Comment by kypro
1 day ago
In a few years hopefully the AI reviewers will be far more reliable than even the best human experts. This is generally how competency progresses in AI...
For example, at one point a human + computer would have been the strongest combo in chess, now you'd be insane to allow a human to critic a chess bot because they're so unlikely to add value, and statistically a human in the loop would be far more likely to introduce error. Similar things can be said in fields like machine vision, etc.
Software is about to become much higher quality and be written at much, much lower cost.
My prediction is that for that to happen we’ll need to figure out a way to measure software quality in the way we can measure a chess game, so that we can use synthetic data to continue improving the models.
I don’t think we are anywhere close to doing that.
Agreed, chess is for all intents and purposes a ‘solved’ game, it’s merely a matter of processing power, and even then we have shortcuts that are easily ‘good enough’ to play perfectly against human opponents.
But how do you reduce the requirements for software to something so simple and elegant as chess rules? Is it foolish to assume that if we could have, we already would have? Even for humans, the process of writing software includes a lot of guess-and-check most of the time - the idea that you could sit down and think through every aspect of software, then describe it immaculately, then translate that description to a working solution with no bugs or review or need for course correction is just… it’s a pipe dream.
Not really... If you're an average company you're not concerned about producing perfect software, but optimising for some balance between cost and quality. At some point companies via capitalist forces will naturally realise that it's more productive to not have humans in the loop.
A good analogy might be how machines gradually replaced textile workers in the 19th century. Were the machines better? Or was there a was to quantitatively measure the quality of their output? No. But at the end of the day companies which embraced the technology were more productive than those who didn't, and the quality didn't decrease enough (if it did at all) that customers would no longer do business with them – so these companies won out.
The same will naturally happen in software over the next few years. You'd be an moron to hire a human expert for $200,000 to critic a cybersecurity optimised model which costs maybe a 100th of the cost of employing a human... And this would likely be true even if we assume the human will catch the odd thing the model wouldn't because there's no such thing as perfect security – it's always a trade off between cost and acceptable risk.
Bookmark this and come back in a few years.

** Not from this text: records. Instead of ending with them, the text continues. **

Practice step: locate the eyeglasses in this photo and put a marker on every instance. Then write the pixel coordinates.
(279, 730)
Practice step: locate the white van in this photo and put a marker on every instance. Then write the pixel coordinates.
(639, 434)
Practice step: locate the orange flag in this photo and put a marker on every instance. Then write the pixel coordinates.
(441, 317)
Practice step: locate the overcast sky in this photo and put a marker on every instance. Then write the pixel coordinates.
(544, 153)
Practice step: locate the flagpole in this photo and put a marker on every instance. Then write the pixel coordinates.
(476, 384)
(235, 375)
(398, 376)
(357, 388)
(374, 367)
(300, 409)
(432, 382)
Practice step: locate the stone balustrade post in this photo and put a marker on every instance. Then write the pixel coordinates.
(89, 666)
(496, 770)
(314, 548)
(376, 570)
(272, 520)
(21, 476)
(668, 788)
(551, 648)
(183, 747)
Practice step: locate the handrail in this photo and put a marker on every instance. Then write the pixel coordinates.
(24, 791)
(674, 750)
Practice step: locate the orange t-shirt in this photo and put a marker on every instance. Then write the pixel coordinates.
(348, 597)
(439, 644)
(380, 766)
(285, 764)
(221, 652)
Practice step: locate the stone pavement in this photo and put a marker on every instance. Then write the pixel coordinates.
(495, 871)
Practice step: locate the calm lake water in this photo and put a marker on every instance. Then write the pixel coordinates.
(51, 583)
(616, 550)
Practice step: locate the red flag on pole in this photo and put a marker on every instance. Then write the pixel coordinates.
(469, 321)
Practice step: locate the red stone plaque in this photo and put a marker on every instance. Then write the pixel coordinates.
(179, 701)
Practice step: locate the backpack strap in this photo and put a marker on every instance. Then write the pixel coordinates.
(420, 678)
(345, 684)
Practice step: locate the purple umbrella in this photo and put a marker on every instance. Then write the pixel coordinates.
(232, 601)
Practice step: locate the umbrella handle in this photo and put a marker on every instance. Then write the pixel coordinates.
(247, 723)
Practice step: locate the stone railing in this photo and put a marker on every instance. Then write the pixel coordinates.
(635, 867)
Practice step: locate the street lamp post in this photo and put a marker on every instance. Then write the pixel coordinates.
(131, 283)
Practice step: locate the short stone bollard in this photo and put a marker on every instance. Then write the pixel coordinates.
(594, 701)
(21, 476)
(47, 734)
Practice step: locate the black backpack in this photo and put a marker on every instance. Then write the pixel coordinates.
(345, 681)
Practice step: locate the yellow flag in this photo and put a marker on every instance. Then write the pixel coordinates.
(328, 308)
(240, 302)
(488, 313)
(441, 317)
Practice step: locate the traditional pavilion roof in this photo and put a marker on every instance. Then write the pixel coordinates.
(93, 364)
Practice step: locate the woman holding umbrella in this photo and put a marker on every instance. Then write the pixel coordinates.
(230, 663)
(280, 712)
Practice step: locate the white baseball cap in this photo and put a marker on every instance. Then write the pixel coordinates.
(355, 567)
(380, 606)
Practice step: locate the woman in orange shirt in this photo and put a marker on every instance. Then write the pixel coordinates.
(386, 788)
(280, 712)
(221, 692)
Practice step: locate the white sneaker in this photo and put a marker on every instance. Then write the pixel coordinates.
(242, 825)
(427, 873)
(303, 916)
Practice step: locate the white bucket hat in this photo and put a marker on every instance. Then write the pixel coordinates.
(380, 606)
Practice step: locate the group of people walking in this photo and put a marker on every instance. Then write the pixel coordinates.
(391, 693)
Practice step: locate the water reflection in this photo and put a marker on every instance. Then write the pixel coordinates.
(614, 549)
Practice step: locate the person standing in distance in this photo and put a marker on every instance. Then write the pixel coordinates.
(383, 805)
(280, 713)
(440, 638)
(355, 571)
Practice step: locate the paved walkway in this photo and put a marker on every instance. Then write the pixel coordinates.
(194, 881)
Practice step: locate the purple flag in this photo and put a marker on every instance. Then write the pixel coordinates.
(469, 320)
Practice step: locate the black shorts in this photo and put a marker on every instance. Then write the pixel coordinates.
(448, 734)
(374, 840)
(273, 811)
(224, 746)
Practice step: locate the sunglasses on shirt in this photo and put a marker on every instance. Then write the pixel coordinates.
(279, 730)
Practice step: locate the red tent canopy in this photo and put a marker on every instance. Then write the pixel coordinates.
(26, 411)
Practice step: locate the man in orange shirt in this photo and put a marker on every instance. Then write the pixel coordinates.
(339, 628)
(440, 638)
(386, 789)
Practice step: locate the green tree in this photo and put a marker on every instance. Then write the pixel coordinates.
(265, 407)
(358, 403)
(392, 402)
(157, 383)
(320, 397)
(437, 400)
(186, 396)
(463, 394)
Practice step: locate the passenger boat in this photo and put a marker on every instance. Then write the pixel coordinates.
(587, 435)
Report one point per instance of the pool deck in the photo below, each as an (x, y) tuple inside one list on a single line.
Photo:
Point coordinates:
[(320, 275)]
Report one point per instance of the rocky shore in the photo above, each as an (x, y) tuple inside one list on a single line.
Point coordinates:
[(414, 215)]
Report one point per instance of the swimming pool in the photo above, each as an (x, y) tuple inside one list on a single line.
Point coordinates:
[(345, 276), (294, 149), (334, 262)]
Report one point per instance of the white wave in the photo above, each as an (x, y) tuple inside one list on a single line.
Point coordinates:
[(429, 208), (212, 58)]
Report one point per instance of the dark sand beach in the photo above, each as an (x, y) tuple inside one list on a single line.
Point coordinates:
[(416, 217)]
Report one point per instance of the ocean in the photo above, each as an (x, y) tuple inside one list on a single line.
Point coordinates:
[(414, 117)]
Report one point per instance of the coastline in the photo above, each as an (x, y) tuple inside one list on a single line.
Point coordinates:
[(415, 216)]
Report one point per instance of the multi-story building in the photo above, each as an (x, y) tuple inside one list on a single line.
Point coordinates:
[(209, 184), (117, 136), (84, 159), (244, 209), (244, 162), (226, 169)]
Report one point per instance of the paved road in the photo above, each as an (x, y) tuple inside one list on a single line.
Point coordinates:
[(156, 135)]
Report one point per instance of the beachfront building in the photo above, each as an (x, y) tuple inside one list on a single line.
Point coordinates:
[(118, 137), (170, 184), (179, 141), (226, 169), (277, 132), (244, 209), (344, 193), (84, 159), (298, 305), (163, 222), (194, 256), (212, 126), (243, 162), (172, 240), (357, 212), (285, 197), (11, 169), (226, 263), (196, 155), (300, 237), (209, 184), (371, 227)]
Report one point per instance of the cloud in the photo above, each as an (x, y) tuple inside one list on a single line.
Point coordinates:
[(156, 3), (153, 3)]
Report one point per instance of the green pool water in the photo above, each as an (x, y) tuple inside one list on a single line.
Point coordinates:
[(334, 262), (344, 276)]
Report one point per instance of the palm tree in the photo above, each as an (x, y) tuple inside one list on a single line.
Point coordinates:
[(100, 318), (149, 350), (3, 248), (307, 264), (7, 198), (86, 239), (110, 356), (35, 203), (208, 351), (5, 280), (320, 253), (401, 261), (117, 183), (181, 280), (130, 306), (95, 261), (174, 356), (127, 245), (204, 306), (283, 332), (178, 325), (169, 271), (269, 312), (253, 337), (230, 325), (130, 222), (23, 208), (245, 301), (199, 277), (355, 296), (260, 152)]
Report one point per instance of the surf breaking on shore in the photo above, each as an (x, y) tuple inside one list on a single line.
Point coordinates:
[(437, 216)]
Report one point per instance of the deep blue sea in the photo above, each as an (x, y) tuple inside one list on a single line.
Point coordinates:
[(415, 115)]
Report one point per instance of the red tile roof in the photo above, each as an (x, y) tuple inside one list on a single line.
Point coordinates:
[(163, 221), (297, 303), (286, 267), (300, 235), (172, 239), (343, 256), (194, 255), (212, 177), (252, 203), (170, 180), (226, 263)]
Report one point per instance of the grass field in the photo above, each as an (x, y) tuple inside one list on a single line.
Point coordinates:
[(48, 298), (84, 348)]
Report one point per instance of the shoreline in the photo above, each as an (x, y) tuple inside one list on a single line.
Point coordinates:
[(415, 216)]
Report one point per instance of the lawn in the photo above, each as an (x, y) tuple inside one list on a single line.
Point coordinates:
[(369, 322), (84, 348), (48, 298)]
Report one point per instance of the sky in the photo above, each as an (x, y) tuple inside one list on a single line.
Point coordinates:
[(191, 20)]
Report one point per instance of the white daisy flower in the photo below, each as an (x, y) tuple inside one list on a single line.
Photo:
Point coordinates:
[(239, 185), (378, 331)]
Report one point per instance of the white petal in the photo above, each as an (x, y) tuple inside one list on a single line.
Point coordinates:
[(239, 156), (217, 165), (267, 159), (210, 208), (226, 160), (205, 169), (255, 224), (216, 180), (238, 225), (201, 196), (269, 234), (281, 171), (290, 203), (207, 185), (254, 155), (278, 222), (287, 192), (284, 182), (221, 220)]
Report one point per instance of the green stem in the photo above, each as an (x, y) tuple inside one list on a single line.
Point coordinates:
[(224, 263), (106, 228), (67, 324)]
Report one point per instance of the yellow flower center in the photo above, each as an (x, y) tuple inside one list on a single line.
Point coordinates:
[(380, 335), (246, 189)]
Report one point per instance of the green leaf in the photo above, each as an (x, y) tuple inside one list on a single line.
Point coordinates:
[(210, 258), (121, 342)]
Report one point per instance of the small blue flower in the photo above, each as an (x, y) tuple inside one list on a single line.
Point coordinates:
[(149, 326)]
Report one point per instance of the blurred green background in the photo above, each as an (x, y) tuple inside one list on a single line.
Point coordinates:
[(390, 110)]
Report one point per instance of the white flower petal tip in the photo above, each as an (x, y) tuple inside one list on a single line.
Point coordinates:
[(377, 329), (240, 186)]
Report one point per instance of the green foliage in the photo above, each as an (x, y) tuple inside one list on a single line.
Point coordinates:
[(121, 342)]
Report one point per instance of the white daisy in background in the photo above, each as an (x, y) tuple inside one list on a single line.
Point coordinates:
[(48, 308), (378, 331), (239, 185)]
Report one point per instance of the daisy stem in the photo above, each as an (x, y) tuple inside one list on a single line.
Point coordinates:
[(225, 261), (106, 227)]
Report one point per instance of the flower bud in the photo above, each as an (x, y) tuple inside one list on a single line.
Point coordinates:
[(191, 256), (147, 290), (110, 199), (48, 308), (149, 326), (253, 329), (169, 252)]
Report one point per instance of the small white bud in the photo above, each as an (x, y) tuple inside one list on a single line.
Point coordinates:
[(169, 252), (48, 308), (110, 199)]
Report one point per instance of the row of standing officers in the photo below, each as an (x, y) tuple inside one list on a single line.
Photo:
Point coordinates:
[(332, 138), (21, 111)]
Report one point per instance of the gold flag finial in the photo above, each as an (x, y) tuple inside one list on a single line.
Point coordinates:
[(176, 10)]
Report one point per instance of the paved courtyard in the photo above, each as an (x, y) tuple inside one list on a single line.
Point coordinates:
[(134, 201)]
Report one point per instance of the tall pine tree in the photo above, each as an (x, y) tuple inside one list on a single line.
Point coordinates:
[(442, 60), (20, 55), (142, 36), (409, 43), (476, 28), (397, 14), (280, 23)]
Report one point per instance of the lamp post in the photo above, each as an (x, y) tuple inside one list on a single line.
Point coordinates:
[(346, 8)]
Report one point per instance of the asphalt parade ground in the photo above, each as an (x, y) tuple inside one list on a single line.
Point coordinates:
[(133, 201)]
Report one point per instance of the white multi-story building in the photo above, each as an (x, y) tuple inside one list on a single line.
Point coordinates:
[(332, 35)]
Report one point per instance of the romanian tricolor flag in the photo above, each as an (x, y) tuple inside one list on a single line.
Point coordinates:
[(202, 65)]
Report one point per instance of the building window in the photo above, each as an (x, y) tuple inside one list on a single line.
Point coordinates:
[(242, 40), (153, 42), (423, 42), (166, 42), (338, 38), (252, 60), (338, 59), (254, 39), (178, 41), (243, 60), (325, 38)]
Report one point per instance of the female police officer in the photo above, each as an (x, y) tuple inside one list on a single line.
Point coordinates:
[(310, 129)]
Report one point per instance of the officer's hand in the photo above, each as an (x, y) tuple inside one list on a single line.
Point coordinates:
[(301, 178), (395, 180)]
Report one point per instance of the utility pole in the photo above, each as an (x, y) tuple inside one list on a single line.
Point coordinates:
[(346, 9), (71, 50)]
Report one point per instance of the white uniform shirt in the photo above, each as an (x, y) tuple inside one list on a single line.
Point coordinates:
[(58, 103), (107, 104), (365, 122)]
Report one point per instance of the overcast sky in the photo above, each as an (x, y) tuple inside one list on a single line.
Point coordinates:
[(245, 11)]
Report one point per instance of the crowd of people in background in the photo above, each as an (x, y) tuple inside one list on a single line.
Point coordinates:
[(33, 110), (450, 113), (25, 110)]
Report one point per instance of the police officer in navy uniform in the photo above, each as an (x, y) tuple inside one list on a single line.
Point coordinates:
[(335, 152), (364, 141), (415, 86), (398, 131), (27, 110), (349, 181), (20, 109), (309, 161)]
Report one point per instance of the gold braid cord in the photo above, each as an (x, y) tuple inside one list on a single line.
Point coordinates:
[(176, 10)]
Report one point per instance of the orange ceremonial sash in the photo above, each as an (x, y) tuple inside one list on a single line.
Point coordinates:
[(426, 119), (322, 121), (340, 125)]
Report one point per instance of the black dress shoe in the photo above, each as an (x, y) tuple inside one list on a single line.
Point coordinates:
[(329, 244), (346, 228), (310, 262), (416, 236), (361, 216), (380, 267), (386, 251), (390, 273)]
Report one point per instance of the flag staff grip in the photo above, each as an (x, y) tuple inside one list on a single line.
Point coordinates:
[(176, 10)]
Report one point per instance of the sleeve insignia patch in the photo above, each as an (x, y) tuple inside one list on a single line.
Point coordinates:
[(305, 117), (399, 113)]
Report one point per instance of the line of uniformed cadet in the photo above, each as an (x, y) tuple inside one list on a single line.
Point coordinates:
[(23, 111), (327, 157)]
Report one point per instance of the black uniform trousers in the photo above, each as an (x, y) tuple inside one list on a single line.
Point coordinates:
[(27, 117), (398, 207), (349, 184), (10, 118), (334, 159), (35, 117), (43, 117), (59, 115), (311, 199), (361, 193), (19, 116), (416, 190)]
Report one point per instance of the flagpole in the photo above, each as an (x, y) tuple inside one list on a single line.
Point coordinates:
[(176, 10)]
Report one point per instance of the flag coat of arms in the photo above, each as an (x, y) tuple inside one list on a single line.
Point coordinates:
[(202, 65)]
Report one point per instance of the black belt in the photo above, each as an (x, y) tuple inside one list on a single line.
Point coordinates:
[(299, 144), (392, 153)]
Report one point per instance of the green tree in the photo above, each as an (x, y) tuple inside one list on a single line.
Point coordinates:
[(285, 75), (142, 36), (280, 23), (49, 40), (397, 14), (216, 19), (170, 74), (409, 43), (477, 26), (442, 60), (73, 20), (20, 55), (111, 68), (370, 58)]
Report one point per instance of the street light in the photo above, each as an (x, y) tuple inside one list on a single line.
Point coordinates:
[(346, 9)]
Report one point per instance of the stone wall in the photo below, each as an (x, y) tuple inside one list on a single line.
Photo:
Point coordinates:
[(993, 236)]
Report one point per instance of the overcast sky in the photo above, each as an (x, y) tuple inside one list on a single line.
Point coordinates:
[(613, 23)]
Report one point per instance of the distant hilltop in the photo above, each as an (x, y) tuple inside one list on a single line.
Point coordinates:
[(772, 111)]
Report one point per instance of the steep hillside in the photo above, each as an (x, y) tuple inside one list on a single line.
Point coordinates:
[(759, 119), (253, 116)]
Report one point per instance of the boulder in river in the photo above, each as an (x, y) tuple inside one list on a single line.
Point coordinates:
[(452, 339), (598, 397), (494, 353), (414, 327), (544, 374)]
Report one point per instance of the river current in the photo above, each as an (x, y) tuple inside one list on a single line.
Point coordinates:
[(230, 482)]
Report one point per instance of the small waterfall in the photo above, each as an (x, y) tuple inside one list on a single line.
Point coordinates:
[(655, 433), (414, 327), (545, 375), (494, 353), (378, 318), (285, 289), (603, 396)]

I made similar predictions when ChatGPT first came out that within a few years agents would be picking up tickets and raising PRs. Everyone said LLMs were just stochastic parrots and this would not happen, well now it has and increasingly companies are writing more and more code with AI. At my company it's a little over 50% at the mo, but this is increasing every month.
Almost none of what you said about the past is true. Automated looms, and all of the other automated machinery that replaced artisans over the course of the industrial revolution produced items of much better quality than what human craftsman could produce by the time it started to be used commercially because of precision and repeatability. They did have quantitative measurements of quality for textiles and other goods and the automated processes exceeded human craftsman at those metrics.
Software is also not remotely similar to textiles. A subtle bug in the textile output itself won’t cause potentially millions of dollars in damages, they way a bug in an automated loom itself or software can.
No current technology is anywhere close to being able to automate 50% of PRs on any non trivial application (that’s not close to the same as saying that 50% of PRs merged at your startup happens to have an agent as author). To assume that current models will be able to get near 100% without massive model improvements is just that—an assumption.
My point about synthetic data is that we need orders of magnitude more data with current technology and the only way we will get there is with synthetic data. Which is much much harder to do with software applications than with chess games.
The point isn’t that we need a quantitative measure of software in order for AI to be useful, but that we need a quantitative measure in order for synthetic data to be useful to give us our orders of magnitude more training data.